March Housing Market Update: A Detailed Analysis of Local Trends and Future Projections
In today's edition of the Calculated Risk Real Estate Newsletter, we delve into the final analysis of local housing markets for the month of March while also peering ahead to anticipate trends for April sales. This in-depth report follows the release of the monthly existing home sales figures by the National Association of Realtors (NAR), which serve as a crucial benchmark for understanding the health of the real estate market.
March painted a concerning picture as existing home sales showed a decline year-over-year (YoY) for the second consecutive month. This downturn comes on the heels of four months where sales experienced a YoY increase, indicating a potential shift in the market dynamics. The total existing home sales for March were reported at 4.02 million on a Seasonally Adjusted Annual Rate (SAAR), which fell short of the consensus estimates that many analysts had anticipated. Notably, housing economist Tom Lawler provided an estimate that proved to be remarkably close to the actual figure, reinforcing his reputation for accuracy in market forecasting.
To provide some context, during the pre-pandemic period from 2017 to 2019, home sales averaged around 5.5 million SAAR for the month of March. This starkly highlights that current sales are approximately 27% below those pre-pandemic levels, a significant gap that underscores the challenges faced by the housing market today. Additionally, the months-of-supply metric for March was reported to be above the levels observed during the pre-pandemic years, indicating a more favorable environment for buyers compared to what was previously the norm.
In examining the supply of homes available in the market, we utilized Non-Seasonally Adjusted (NSA) data to gain further insights into months-of-supply trends. Current projections suggest that we may witness an uptick in months-of-supply as we transition into the summer months. Areas highlighted in red on our charts are likely to see a supply exceeding six months, which could lead to potential price pressures as inventory increases. While the six-month supply mark is often cited as a critical threshold, it's essential to recognize that reactions can vary by location; some regions may experience price declines with lower inventory levels while others may not.

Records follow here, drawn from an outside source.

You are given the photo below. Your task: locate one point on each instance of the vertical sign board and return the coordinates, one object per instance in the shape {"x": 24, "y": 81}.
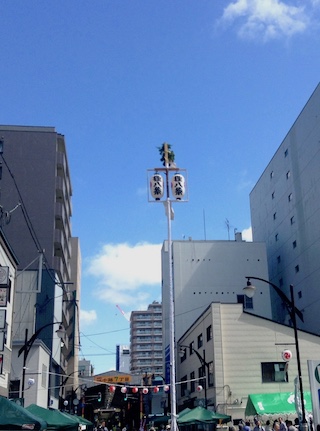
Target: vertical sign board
{"x": 314, "y": 378}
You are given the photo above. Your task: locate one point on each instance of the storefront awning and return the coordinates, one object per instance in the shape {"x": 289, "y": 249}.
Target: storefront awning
{"x": 274, "y": 403}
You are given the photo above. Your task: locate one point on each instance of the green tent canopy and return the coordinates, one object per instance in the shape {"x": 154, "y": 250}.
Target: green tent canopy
{"x": 274, "y": 403}
{"x": 201, "y": 415}
{"x": 54, "y": 418}
{"x": 15, "y": 417}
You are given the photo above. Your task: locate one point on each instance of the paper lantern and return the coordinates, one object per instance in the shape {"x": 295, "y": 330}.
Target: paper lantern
{"x": 286, "y": 355}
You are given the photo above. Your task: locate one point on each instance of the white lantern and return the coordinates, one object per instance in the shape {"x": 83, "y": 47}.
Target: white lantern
{"x": 178, "y": 186}
{"x": 286, "y": 355}
{"x": 156, "y": 186}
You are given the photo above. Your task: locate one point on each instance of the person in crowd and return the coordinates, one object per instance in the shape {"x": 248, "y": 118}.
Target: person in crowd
{"x": 258, "y": 426}
{"x": 276, "y": 425}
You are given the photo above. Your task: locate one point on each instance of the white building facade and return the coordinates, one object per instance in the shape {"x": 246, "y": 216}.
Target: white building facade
{"x": 146, "y": 340}
{"x": 244, "y": 356}
{"x": 285, "y": 211}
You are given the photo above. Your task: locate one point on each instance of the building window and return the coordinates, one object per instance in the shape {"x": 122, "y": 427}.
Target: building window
{"x": 209, "y": 333}
{"x": 274, "y": 372}
{"x": 184, "y": 386}
{"x": 191, "y": 348}
{"x": 200, "y": 341}
{"x": 210, "y": 376}
{"x": 192, "y": 382}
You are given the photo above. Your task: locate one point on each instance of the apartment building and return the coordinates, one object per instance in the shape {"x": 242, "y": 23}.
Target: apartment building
{"x": 35, "y": 199}
{"x": 285, "y": 211}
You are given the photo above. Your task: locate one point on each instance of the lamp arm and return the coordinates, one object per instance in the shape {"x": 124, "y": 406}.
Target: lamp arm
{"x": 203, "y": 362}
{"x": 290, "y": 307}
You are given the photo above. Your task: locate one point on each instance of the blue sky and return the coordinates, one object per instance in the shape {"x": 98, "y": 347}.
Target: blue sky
{"x": 221, "y": 81}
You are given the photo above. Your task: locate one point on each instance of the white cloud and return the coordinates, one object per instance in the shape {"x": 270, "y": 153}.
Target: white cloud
{"x": 126, "y": 273}
{"x": 88, "y": 317}
{"x": 247, "y": 234}
{"x": 268, "y": 19}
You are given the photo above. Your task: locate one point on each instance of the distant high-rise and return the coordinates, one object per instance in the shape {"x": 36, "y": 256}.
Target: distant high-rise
{"x": 35, "y": 199}
{"x": 285, "y": 211}
{"x": 146, "y": 340}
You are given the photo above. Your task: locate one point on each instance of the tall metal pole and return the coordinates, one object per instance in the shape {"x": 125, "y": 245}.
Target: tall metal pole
{"x": 294, "y": 322}
{"x": 293, "y": 311}
{"x": 24, "y": 364}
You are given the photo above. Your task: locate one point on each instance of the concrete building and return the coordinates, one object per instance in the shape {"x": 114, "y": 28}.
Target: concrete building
{"x": 146, "y": 340}
{"x": 123, "y": 358}
{"x": 8, "y": 269}
{"x": 244, "y": 356}
{"x": 285, "y": 209}
{"x": 207, "y": 271}
{"x": 35, "y": 198}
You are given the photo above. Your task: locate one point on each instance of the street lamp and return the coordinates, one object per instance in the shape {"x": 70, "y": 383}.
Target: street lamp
{"x": 204, "y": 365}
{"x": 161, "y": 194}
{"x": 249, "y": 291}
{"x": 27, "y": 347}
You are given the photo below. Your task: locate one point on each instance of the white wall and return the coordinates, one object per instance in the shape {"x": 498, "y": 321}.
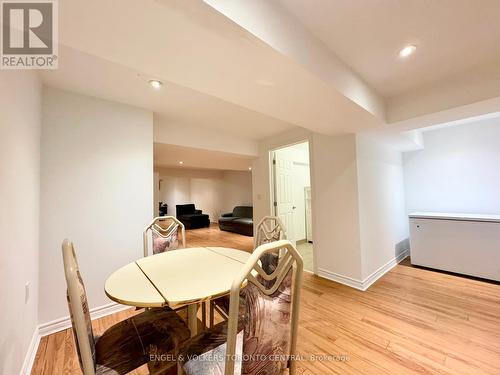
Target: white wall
{"x": 457, "y": 171}
{"x": 96, "y": 189}
{"x": 334, "y": 198}
{"x": 382, "y": 213}
{"x": 335, "y": 206}
{"x": 213, "y": 191}
{"x": 19, "y": 221}
{"x": 359, "y": 222}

For this months report, an important update includes the separation of Miami-Dade County data from the broader Miami Area, which also encompasses Broward County and Palm Beach. This nuanced approach allows for a clearer understanding of the unique market conditions in Miami as they continue to evolve.
As we look forward, more local data will be released in May, shedding light on the activity and trends observed in April. This forthcoming analysis promises to offer deeper insights into how the housing market is adjusting in response to ongoing economic conditions and consumer behavior.